Tinha desenvolvido muito afecto por Ina Landim, uma mulher batalhadora, protectora, lá das bandas de Rebelo-Abaixo, localidade encravada na encruzilhada entre os concelhos dos Picos e de Santa Cruz, povoada por gente fustigada pela pobreza 24 horas por dia. E por isso mesmo Chico D’Ina jurou romper com esse ciclo, dando uma vida mais digna à mãe. Mas sendo certo que não seria possível cumprir este desígnio neste cutelo, a solução seria vencer o dilema bem cabo-verdiano: partir, mesmo querendo ficar. Só precisou de 3.000$00, o preço de um bilhete de avião à época, para sobrevoar o mar, fixar residência perto de Lisboa e trabalhar, começando como servente de obra. Estamos, então, em 1973, ano em que Chico D’Ina desafiou corajosamente a sua idade – 16 anos – a tal fronteira entre a adolescência e a fase adulta, o ponto onde o ócio é permitido e o trabalho remunerado condenado.

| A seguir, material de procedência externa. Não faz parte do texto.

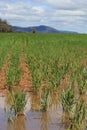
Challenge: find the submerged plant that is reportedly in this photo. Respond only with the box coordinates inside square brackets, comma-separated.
[68, 99, 87, 130]
[7, 91, 27, 116]
[61, 88, 75, 112]
[41, 88, 49, 111]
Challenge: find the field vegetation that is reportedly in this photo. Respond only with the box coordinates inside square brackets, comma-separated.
[0, 33, 87, 130]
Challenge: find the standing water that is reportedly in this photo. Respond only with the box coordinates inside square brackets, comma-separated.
[0, 94, 65, 130]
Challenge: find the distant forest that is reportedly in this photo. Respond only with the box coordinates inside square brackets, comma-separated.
[0, 18, 13, 32]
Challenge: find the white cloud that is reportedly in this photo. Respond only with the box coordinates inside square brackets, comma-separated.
[0, 0, 87, 32]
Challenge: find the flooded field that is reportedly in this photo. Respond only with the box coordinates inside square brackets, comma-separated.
[0, 94, 64, 130]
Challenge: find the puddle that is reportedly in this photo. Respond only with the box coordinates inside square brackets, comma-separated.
[0, 94, 65, 130]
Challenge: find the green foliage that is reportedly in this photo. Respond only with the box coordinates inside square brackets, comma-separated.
[9, 91, 27, 115]
[40, 88, 49, 111]
[61, 88, 75, 112]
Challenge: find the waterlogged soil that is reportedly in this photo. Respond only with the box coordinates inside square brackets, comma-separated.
[0, 93, 65, 130]
[18, 47, 32, 91]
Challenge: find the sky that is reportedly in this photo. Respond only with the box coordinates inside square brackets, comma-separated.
[0, 0, 87, 33]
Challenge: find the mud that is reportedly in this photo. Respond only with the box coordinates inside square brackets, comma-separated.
[0, 94, 65, 130]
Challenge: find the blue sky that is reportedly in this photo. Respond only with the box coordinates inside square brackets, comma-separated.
[0, 0, 87, 33]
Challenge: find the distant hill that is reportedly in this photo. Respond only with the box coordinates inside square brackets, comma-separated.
[0, 18, 12, 32]
[13, 25, 77, 33]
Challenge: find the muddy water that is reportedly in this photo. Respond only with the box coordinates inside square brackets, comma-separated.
[0, 94, 65, 130]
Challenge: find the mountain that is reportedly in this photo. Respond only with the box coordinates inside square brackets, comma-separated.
[13, 25, 76, 33]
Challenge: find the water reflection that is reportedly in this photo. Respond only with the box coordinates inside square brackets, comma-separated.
[40, 112, 50, 130]
[0, 92, 64, 130]
[7, 116, 26, 130]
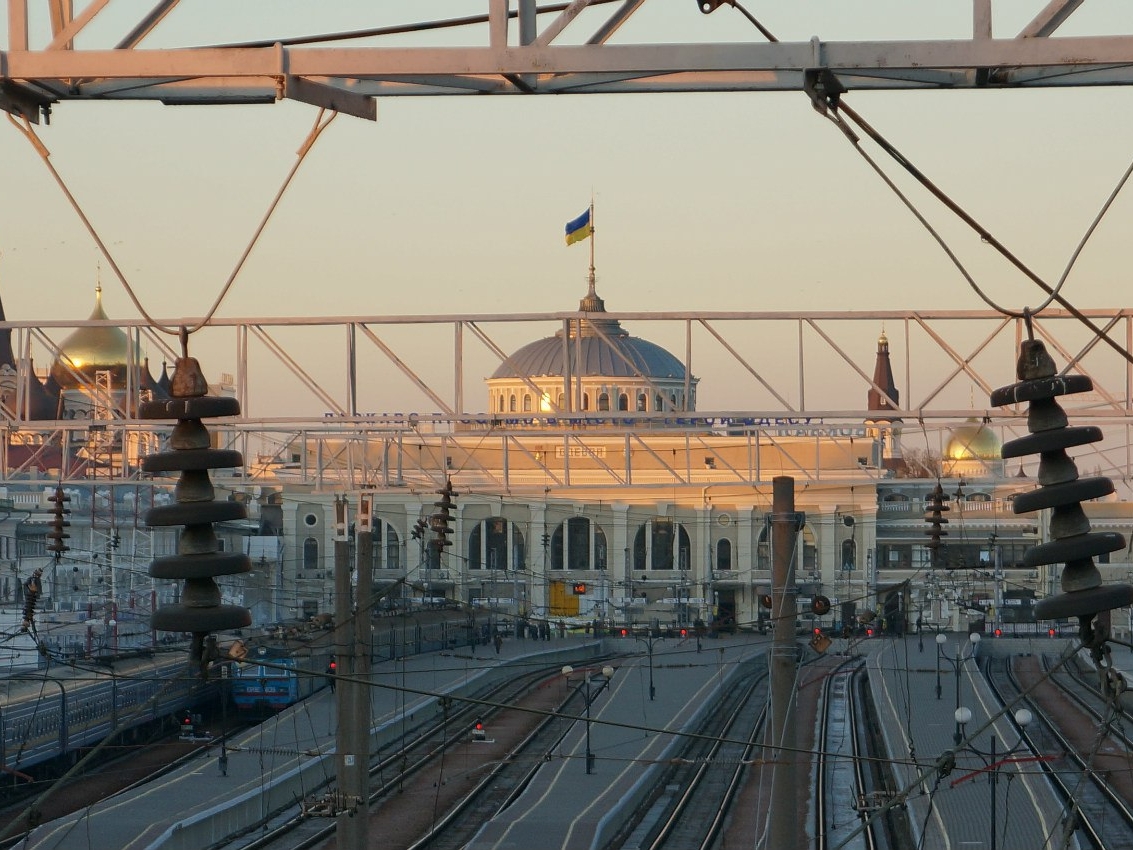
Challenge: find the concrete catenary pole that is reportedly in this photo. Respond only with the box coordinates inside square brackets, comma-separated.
[763, 476, 803, 850]
[353, 493, 373, 834]
[334, 496, 367, 850]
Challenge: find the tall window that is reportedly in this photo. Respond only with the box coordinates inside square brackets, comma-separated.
[369, 517, 401, 570]
[468, 517, 527, 570]
[716, 538, 732, 570]
[550, 517, 606, 570]
[633, 517, 692, 570]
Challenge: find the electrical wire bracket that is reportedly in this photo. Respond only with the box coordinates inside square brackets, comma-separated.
[991, 339, 1133, 630]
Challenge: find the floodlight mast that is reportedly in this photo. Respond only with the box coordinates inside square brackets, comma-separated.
[0, 0, 1133, 121]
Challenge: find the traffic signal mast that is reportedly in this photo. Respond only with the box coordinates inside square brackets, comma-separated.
[428, 478, 460, 558]
[48, 486, 70, 563]
[925, 482, 948, 569]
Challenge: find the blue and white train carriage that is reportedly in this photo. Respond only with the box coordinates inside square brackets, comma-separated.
[0, 653, 219, 776]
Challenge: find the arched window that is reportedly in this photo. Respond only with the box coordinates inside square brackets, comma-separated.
[468, 517, 527, 570]
[369, 517, 401, 570]
[551, 517, 606, 570]
[633, 517, 692, 570]
[716, 538, 732, 570]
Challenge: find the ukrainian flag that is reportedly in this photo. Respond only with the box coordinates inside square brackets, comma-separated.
[567, 210, 591, 245]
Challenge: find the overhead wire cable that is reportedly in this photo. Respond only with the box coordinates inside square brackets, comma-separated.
[6, 109, 339, 339]
[819, 99, 1133, 363]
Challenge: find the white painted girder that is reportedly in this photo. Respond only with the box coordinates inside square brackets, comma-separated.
[0, 0, 1133, 118]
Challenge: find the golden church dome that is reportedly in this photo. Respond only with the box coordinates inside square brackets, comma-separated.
[944, 419, 1003, 460]
[51, 287, 138, 390]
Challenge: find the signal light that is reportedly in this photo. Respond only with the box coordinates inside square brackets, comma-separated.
[46, 486, 70, 562]
[925, 482, 948, 567]
[428, 478, 460, 552]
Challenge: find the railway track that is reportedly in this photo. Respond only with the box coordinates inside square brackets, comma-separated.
[985, 656, 1133, 850]
[608, 657, 768, 850]
[226, 660, 616, 850]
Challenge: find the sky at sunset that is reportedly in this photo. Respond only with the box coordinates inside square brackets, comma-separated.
[0, 0, 1133, 423]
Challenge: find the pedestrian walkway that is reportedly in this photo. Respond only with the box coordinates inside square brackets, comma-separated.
[20, 637, 600, 850]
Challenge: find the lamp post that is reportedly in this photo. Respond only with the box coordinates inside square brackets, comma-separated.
[952, 705, 1034, 850]
[936, 631, 980, 746]
[562, 664, 614, 775]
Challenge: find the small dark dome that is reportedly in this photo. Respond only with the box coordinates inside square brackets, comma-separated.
[27, 364, 62, 422]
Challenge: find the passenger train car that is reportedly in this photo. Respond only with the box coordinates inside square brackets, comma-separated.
[0, 652, 219, 777]
[230, 638, 334, 712]
[230, 610, 480, 713]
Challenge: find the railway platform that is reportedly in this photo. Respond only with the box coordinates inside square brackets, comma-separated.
[13, 636, 602, 850]
[862, 634, 1078, 850]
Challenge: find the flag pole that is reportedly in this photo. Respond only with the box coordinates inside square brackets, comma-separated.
[588, 195, 597, 295]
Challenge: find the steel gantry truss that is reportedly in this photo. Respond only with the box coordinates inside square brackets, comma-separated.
[0, 308, 1133, 491]
[0, 0, 1133, 121]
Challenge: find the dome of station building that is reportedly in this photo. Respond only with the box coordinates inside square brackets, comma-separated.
[487, 277, 699, 414]
[51, 287, 138, 390]
[942, 419, 1004, 479]
[944, 419, 1003, 460]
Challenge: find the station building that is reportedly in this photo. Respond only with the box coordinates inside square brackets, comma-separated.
[0, 286, 1133, 631]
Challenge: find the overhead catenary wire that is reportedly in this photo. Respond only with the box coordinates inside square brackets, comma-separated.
[6, 109, 339, 340]
[818, 96, 1133, 363]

“Meu primeiro salário? Tive que dar luta ao encarregado da obra. Aliás, a primeira coisa que lhe perguntei foi ‘quantos é que me iria pagar’. Lembro-me que ele olhou-me dos pés à cabeça e, avaliando-me por baixo, respondeu sobranceiramente: ‘50$00’. ‘Mas isso nunca! com este dinheiro eu não poderei ajudar a minha pobre mãe!’, respondi em prantos, chorando muito. Sensibilizado, ele também se emocionou, dobrado pelos objectivos que me moviam. E lá atirou com outros 25$00, agora num total de 75$00 por dia”, recorda hoje Arnaldo Barros Gomes-Chico-D’Ina, ao fazer uma retrospectiva relativa ao dia em que assinou o seu primeiro contrato de trabalho.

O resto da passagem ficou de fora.